I am so grateful for Marilyn’s diligence in returning these materials to me.  Willard’s original, typewritten manuscript, corrections and commentary on correspondece from both Louise and Willard, plus the cover design on lithographic limestone (I think) were included in the package.  Plus a few more copies of  the book.

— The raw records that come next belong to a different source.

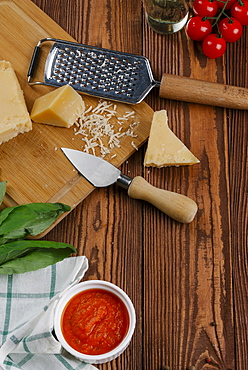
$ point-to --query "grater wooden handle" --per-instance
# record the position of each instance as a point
(177, 206)
(203, 92)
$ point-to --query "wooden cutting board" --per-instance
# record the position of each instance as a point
(32, 163)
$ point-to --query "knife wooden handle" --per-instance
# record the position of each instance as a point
(203, 92)
(177, 206)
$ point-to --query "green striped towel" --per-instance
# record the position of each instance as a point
(27, 304)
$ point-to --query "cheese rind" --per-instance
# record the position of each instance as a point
(164, 147)
(14, 116)
(61, 107)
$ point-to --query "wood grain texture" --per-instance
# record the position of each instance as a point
(181, 278)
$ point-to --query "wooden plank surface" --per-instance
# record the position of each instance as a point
(38, 178)
(188, 282)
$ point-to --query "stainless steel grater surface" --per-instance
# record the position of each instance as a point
(123, 77)
(94, 71)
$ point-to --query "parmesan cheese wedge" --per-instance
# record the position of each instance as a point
(164, 148)
(60, 107)
(14, 116)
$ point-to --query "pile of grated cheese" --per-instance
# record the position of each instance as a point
(103, 128)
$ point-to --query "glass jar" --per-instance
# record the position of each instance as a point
(166, 16)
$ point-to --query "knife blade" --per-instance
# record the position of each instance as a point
(101, 173)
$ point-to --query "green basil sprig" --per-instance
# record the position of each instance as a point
(2, 190)
(19, 222)
(29, 255)
(17, 254)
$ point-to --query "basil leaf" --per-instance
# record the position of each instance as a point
(19, 248)
(29, 219)
(2, 190)
(34, 260)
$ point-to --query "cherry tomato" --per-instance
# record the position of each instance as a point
(228, 5)
(197, 28)
(214, 46)
(205, 8)
(230, 29)
(239, 11)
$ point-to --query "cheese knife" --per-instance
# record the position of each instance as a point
(101, 173)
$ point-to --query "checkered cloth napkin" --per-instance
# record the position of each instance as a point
(27, 304)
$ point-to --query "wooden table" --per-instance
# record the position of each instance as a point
(188, 283)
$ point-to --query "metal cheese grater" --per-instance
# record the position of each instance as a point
(124, 77)
(95, 71)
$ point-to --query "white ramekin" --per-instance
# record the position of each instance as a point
(94, 284)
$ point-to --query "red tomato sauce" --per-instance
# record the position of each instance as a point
(94, 322)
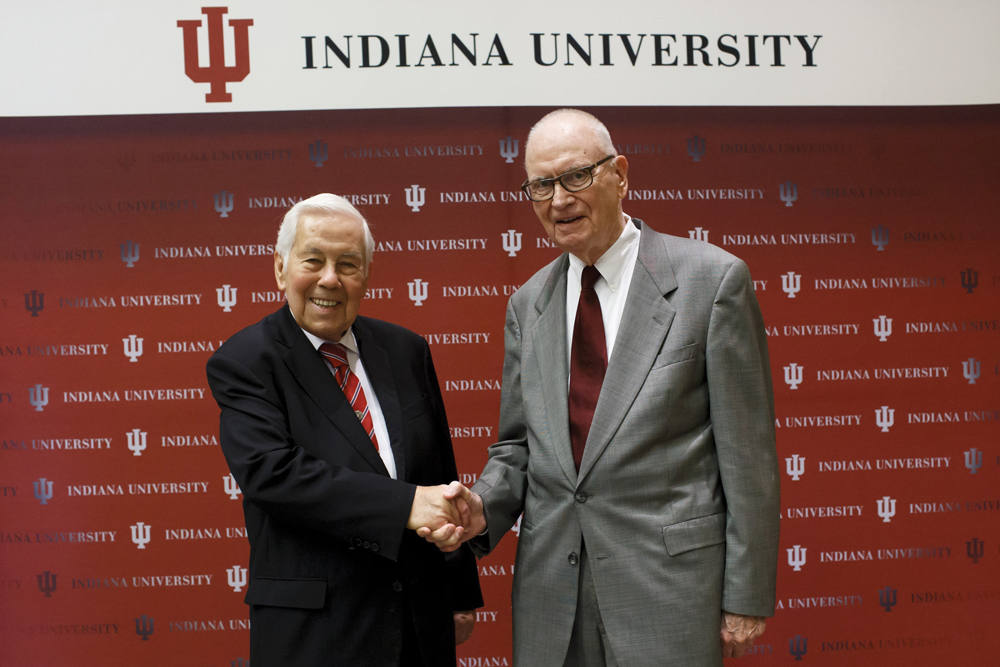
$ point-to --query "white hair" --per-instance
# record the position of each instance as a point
(601, 133)
(321, 203)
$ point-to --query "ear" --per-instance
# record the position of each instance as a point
(279, 271)
(621, 173)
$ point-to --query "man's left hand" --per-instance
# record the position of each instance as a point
(464, 621)
(739, 632)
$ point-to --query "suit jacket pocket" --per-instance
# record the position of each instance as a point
(695, 534)
(414, 410)
(296, 593)
(676, 355)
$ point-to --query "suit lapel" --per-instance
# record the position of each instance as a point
(549, 343)
(312, 373)
(644, 326)
(379, 372)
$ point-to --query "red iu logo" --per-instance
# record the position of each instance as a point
(216, 73)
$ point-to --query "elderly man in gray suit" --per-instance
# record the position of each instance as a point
(636, 432)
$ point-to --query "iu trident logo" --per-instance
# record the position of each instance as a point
(795, 466)
(418, 291)
(415, 197)
(230, 486)
(511, 242)
(216, 74)
(796, 557)
(886, 508)
(236, 576)
(140, 534)
(793, 375)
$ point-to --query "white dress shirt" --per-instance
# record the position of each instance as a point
(378, 421)
(616, 267)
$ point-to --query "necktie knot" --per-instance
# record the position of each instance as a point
(590, 277)
(335, 354)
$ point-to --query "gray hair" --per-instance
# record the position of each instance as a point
(601, 133)
(321, 203)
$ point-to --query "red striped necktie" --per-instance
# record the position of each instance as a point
(336, 355)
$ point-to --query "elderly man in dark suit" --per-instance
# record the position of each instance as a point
(636, 432)
(334, 428)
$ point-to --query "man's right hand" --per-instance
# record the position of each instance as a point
(433, 511)
(469, 505)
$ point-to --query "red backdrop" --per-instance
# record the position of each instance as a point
(113, 227)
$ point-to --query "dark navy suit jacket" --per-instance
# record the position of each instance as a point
(334, 573)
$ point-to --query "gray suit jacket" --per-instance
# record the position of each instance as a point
(677, 494)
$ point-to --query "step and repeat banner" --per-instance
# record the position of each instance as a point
(140, 194)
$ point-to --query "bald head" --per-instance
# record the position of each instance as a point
(585, 128)
(584, 221)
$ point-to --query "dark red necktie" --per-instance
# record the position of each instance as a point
(588, 361)
(336, 355)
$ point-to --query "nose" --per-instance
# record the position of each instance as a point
(561, 197)
(329, 278)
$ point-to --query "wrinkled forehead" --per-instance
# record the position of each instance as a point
(320, 229)
(559, 146)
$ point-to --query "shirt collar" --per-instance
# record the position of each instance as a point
(347, 340)
(611, 265)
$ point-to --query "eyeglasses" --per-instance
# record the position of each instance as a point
(542, 189)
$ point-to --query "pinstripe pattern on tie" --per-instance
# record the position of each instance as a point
(335, 354)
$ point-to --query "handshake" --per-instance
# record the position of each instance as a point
(446, 516)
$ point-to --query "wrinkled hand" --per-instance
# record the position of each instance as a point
(469, 506)
(739, 632)
(464, 622)
(432, 511)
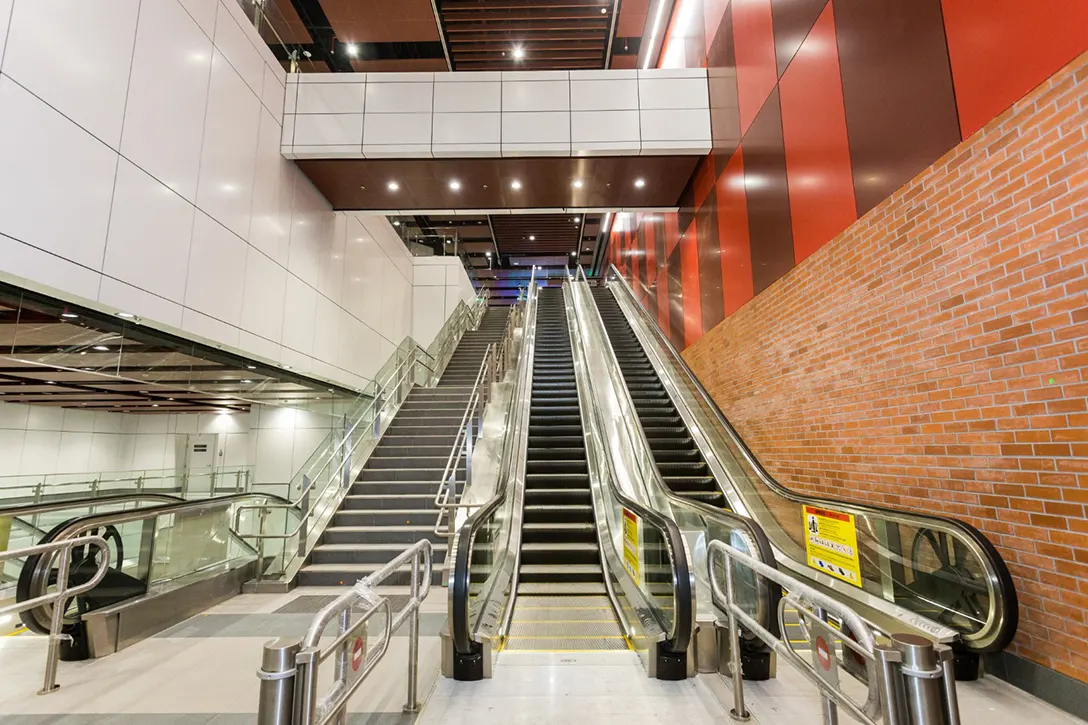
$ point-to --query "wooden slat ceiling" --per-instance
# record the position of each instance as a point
(482, 35)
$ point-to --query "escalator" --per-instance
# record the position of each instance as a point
(561, 556)
(169, 560)
(678, 458)
(928, 574)
(561, 602)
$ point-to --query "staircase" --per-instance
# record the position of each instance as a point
(561, 601)
(392, 503)
(678, 459)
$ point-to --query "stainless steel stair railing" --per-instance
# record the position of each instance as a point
(62, 592)
(291, 668)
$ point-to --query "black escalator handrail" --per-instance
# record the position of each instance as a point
(769, 597)
(683, 623)
(110, 499)
(999, 570)
(38, 579)
(460, 575)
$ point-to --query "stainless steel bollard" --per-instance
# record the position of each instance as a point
(922, 673)
(276, 700)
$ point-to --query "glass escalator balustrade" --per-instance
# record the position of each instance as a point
(941, 569)
(561, 597)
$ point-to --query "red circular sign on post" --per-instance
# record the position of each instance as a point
(823, 653)
(357, 654)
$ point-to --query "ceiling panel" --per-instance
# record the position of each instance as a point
(545, 183)
(505, 35)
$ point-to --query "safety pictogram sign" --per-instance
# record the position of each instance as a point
(357, 653)
(831, 543)
(631, 543)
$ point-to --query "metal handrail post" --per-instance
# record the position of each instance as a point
(412, 701)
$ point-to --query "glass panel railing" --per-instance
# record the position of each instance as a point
(484, 550)
(152, 550)
(45, 488)
(285, 535)
(907, 564)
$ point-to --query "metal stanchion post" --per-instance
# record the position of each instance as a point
(922, 672)
(412, 703)
(739, 712)
(276, 700)
(53, 653)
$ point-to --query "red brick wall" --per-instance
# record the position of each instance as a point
(934, 356)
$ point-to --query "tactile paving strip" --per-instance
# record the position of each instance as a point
(313, 603)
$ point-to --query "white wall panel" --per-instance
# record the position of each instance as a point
(263, 295)
(510, 113)
(150, 229)
(214, 286)
(330, 97)
(56, 180)
(230, 148)
(86, 77)
(127, 298)
(4, 17)
(273, 194)
(168, 94)
(204, 13)
(329, 128)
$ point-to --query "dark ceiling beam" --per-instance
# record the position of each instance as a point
(324, 37)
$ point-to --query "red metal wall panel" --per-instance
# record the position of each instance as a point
(689, 275)
(754, 44)
(1001, 49)
(817, 150)
(733, 237)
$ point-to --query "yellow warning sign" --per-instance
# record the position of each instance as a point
(831, 543)
(631, 543)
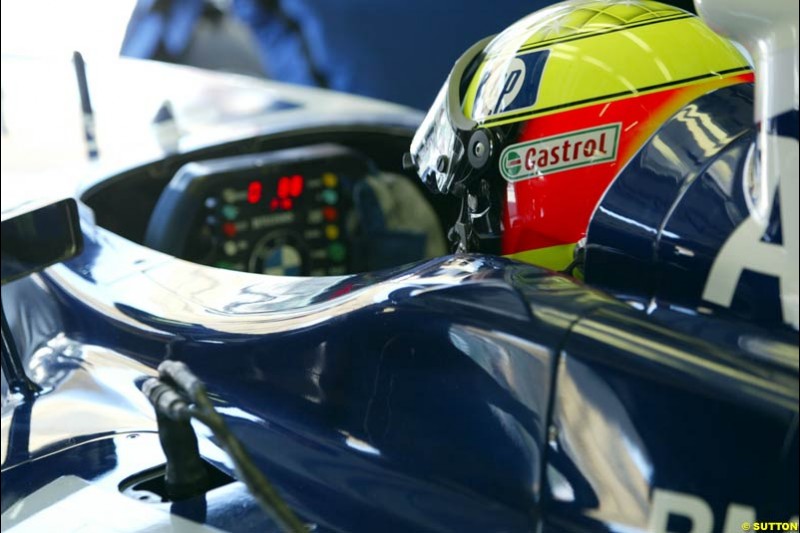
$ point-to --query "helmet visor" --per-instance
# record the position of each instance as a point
(437, 149)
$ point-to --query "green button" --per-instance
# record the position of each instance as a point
(230, 212)
(337, 252)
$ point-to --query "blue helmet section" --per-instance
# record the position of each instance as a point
(658, 229)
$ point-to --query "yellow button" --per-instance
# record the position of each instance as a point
(332, 232)
(330, 180)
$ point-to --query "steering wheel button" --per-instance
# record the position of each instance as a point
(230, 212)
(332, 232)
(330, 180)
(229, 229)
(330, 196)
(230, 248)
(330, 213)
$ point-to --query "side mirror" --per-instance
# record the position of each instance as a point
(34, 239)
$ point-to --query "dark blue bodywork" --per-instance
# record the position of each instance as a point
(466, 393)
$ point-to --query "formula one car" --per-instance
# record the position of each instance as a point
(247, 319)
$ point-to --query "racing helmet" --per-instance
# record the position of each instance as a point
(533, 124)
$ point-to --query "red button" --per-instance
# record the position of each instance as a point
(229, 229)
(330, 213)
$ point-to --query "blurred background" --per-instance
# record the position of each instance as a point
(396, 50)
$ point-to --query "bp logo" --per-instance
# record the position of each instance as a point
(509, 84)
(570, 150)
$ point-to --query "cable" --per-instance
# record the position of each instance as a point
(178, 395)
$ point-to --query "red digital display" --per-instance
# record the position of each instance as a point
(254, 192)
(288, 187)
(296, 188)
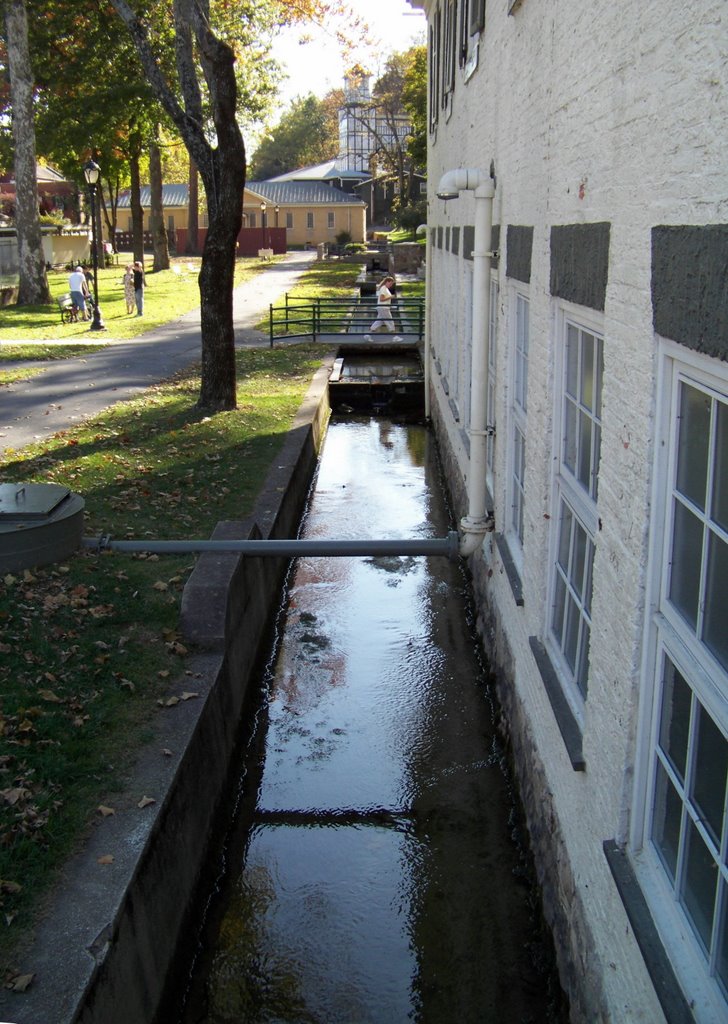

I will be taking them up to the Washington Historical Society Research Center to be added to Willard’s section of the Espy Family Archive.  Maybe when the weather warms up a bit…

about teeth and siblings…

Tuesday, February 2nd, 2021

“Do you still have all your own teeth?”

Dale Espy Little, “Mom,” and Her Million Dollar Smile, 1928

After a prolonged absence, it was the first question my mother and her brother Willard asked one another when they’d get together — especially as they aged.  Willard died in 1999 at the venerable age of 88 and, as far as I know, his answer was still “yes.”  Ditto for mom who was eleven months his junior.  She lived until 2009 and, but for a fall in 2007 which knocked out a front tooth, she still could have answered “yes,” as well.

Willard “Uncle Wede” Espy, 1981

I thought about the two of them and their teeth questions the other night when I bit down on a lemon drop and broke a molar.  It had been filled probably 60+ years ago, so I really can’t complain.  It has lasted through a lot of chewing even though compromised all those years ago.  It is also one of the teeth that the clasps of my lower partial cling to — more stress no doubt.

And it’s not the first tooth I’ve lost — starting with nine front ones in that 1961 auto accident when I broke my mouth on a steering wheel.  Although I lament the teeth, an even greater lament is that I never had a brother or sister who would have cared.  But I’m so glad Mom and Willard did.  And who’duv thunk that teeth would become a point of pride between siblings as they entered their dotage?

Sheltering or Hunkering?

Tuesday, January 12th, 2021

Oysterville by Willard Espy

In an ordinary year, a hundred inches of rain fall on grandpa’s village; we have mutated until we breathe with comfort air that is half water, or water that is half air.  I suspect that if the Peninsula were to sink beneath our feet, a mishap that in some downpours seems imminent, we could live submerged without serious inconvenience.  So wrote my venerable uncle Willard Espy in his introduction to Oysterville: Roads to Grandpa’s Village.

Those words were written nearly fifty years ago, and I’m not so sure we still get that much rainfall in a “normal” year.  But… this year is hardly normal in other respects and, for the last few days, the rain has come down steadily.  We have taken to hunkering rather than sheltering.  There’s probably a fine line there, but to me, hunkering implies hiding out and sheltering is more about staying safe.

A Good Place for Hunkering and Sheltering

Besides the sound of rain on the roof and water swooshing down the drainpipes, we hear only the wind.  Periodically it rattles the roller door on the west side of the house and causes the rain to splat sideways against the windows.  The world — at least the part we see from our place– has lost its color; everything is curtained in gray.

I believe that this is the what grieving looks like — my feelings in 3D.  Sheltering against the pandemic and hunkering out of harm’s way — “the most we can do, the least we can do, all we can do” to quote Father Tom Williams.  Oysterville during this extraordinary year seems just the right place to be.